The air freight market to and from New Zealand is estimated to be worth more than NZ$400 million annually, and total revenue over the period of the agreement is believed to be almost NZ$3 billion. Any airlines convicted face whichever penalty is the highest of NZ$10 million, three times the commercial gain or 10% of the group's annual turnover.
The Commission has limited its investigation to those carriers with the greatest impact on New Zealand, along with the "most culpable individuals."
In a statement, the watchdog said "some airlines are cooperating with the Commission and an early resolution may be possible," although these have not been named.
The investigation is part of a worldwide case that potentially involves 60 airlines, and the airlines are under similar scrutiny by other competition watchdogs including the US Department of Justice, the Australian Competition and Consumer Commission and the European Commission.

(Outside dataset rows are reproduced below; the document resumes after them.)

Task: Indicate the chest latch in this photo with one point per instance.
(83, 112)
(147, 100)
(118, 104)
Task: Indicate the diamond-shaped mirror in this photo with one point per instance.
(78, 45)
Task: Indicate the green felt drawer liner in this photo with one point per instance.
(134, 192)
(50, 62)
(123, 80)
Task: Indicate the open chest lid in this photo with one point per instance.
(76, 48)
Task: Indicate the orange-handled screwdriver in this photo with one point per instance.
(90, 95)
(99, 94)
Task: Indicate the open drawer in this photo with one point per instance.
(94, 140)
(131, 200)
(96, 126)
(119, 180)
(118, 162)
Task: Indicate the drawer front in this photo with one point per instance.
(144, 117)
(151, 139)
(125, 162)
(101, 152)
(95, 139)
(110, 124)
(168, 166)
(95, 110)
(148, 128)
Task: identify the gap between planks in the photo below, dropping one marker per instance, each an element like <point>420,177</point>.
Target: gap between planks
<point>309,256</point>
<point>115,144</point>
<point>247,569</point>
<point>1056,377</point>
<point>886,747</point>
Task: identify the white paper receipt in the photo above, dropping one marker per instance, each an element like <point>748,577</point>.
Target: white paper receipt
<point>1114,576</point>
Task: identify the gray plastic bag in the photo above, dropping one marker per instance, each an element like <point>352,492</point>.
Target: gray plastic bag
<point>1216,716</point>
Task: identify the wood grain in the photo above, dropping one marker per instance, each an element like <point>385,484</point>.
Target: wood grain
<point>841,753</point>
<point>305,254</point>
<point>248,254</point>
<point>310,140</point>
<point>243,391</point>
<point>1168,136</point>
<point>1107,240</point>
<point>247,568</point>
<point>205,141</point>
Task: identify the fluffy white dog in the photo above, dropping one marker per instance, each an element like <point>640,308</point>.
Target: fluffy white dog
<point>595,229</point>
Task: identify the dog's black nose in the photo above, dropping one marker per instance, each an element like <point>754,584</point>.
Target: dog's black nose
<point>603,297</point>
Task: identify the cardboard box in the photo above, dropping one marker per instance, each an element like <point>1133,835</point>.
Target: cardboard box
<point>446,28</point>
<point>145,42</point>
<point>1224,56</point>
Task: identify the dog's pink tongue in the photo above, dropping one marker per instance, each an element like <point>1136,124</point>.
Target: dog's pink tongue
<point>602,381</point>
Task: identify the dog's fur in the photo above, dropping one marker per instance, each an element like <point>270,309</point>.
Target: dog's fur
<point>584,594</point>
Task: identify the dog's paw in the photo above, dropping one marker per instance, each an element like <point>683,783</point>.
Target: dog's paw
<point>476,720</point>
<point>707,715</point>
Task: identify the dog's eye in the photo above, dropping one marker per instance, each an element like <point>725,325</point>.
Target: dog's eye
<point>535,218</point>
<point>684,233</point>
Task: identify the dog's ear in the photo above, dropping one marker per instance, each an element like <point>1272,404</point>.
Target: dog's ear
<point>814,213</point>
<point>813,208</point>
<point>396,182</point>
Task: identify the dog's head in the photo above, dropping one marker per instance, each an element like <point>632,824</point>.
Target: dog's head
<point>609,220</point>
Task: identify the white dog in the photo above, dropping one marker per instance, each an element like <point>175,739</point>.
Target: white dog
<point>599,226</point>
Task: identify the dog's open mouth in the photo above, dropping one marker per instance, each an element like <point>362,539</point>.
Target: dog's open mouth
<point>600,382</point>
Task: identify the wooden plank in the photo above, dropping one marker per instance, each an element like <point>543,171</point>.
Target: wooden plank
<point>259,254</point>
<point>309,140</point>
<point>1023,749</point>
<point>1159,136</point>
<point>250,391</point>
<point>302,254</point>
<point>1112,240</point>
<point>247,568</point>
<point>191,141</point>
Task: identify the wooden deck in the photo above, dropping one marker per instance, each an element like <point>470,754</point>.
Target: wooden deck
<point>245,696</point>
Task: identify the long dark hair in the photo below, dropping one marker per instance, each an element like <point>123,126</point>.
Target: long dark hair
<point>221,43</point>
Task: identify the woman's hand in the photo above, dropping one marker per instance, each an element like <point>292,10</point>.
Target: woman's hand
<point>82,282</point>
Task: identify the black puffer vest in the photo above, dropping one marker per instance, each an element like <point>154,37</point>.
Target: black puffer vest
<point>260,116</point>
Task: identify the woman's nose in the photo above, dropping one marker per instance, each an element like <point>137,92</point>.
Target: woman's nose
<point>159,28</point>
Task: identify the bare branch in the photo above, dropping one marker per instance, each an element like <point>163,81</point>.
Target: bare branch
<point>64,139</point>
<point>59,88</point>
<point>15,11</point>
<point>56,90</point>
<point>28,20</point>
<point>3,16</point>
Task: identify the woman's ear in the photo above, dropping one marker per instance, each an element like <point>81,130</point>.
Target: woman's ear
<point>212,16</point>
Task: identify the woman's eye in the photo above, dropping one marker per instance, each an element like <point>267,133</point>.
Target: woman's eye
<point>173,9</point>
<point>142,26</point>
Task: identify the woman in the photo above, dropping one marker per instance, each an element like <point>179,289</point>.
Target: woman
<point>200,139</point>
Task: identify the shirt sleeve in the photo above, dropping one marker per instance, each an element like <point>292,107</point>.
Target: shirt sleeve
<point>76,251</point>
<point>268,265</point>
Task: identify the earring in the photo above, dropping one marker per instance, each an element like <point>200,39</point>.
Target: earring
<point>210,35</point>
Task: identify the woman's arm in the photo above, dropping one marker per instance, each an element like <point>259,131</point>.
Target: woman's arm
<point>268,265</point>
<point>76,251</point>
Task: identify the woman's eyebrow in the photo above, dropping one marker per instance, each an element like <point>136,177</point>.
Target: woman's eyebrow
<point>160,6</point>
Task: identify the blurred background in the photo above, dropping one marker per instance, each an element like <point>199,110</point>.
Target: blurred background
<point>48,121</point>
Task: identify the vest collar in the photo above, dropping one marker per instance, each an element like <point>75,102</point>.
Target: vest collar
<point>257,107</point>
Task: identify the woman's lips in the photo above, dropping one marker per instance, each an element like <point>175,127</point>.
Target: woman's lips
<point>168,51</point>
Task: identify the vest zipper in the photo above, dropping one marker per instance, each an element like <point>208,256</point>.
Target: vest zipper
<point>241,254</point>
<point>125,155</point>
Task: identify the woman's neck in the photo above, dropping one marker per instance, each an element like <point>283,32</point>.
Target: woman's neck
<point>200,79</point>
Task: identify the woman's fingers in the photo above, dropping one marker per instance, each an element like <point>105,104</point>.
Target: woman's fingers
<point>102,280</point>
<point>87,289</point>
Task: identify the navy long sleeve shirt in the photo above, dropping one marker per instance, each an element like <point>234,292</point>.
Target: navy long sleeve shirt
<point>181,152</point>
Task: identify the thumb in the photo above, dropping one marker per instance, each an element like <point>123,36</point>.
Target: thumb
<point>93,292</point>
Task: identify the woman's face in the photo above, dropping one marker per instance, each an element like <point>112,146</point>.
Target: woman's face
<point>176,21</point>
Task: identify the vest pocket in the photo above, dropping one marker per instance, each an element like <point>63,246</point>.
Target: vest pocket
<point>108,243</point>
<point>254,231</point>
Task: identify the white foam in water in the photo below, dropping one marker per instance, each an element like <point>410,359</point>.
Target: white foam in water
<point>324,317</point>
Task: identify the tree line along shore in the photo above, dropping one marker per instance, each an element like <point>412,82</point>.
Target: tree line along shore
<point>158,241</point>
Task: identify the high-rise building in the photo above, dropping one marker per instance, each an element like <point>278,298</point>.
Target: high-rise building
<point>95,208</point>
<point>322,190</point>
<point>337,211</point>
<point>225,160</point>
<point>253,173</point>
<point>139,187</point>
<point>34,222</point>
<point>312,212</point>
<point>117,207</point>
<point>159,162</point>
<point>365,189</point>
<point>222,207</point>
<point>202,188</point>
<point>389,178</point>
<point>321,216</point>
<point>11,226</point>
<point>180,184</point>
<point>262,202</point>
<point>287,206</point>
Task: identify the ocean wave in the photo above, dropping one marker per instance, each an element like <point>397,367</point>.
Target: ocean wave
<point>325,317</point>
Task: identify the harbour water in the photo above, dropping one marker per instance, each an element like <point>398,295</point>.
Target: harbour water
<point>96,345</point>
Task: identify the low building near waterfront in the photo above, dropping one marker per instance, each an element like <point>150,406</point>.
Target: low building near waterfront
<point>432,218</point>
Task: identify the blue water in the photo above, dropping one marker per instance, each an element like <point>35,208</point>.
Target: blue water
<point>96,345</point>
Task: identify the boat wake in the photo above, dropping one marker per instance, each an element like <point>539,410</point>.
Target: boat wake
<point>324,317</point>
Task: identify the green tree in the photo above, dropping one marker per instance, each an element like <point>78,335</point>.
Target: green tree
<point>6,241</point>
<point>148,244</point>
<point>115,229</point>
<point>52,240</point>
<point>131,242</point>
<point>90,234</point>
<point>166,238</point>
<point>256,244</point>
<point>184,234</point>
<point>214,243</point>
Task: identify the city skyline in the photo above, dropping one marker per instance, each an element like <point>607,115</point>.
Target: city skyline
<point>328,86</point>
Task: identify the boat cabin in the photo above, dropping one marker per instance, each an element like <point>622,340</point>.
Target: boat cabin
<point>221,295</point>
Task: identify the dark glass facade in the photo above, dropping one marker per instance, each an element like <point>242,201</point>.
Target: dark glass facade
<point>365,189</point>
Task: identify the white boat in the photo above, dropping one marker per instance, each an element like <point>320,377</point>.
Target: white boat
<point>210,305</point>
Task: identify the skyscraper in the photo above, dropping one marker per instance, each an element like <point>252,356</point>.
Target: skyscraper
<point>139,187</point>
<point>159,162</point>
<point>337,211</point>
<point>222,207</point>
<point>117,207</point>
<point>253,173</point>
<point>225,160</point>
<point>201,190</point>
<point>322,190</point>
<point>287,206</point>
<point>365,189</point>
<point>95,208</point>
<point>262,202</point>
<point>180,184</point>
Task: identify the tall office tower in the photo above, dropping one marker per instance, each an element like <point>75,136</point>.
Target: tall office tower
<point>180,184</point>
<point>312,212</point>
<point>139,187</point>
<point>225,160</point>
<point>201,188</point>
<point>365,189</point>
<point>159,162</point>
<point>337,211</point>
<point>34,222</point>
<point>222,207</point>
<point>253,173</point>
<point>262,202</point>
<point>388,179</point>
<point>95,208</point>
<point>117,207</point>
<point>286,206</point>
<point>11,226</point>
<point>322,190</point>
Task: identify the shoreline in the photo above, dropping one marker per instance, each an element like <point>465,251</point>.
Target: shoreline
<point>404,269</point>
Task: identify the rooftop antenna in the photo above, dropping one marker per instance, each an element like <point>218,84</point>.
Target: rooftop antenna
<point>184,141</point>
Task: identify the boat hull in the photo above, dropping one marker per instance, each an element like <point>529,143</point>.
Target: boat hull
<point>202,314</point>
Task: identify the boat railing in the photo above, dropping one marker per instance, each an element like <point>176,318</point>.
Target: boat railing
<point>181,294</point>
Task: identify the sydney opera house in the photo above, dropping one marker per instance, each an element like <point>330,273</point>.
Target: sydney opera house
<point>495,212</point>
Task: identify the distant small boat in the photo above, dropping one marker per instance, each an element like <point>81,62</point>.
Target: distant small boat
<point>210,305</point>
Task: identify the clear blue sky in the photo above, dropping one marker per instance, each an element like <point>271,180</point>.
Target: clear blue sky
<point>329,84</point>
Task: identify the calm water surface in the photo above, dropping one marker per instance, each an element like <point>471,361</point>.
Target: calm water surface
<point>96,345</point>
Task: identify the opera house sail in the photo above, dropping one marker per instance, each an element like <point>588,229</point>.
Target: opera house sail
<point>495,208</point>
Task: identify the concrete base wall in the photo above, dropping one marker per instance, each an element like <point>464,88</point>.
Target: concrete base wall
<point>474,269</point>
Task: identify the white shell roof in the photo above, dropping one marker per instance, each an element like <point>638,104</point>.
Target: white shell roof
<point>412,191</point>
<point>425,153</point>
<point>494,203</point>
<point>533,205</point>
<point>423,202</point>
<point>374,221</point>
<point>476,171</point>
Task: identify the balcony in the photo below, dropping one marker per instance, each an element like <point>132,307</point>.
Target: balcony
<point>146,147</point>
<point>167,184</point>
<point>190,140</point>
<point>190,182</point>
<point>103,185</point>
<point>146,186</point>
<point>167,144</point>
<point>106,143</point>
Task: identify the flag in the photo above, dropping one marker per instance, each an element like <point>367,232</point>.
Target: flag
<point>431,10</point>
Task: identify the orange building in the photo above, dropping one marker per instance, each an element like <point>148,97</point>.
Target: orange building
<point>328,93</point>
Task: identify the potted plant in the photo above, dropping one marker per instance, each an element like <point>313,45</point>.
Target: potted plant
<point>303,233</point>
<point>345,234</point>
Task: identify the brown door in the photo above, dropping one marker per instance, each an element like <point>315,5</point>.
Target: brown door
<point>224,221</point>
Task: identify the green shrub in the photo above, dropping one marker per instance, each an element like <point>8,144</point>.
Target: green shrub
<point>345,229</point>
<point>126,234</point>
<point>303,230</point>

The 13 companies named are: Air NZ; British Airways Plc; Cargolux International Airlines S.A; Cathay Pacific Airways Ltd.; Emirates; PT Garuda Indonesia; Japan Airlines International Co.; Korean Airlines Co.; Malaysian Airline System Berhad Ltd.; Qantas Airways Ltd.; Singapore Airlines Cargo Pte and Singapore Airlines Ltd; Thai Airways International Public Co.; United Airlines Inc.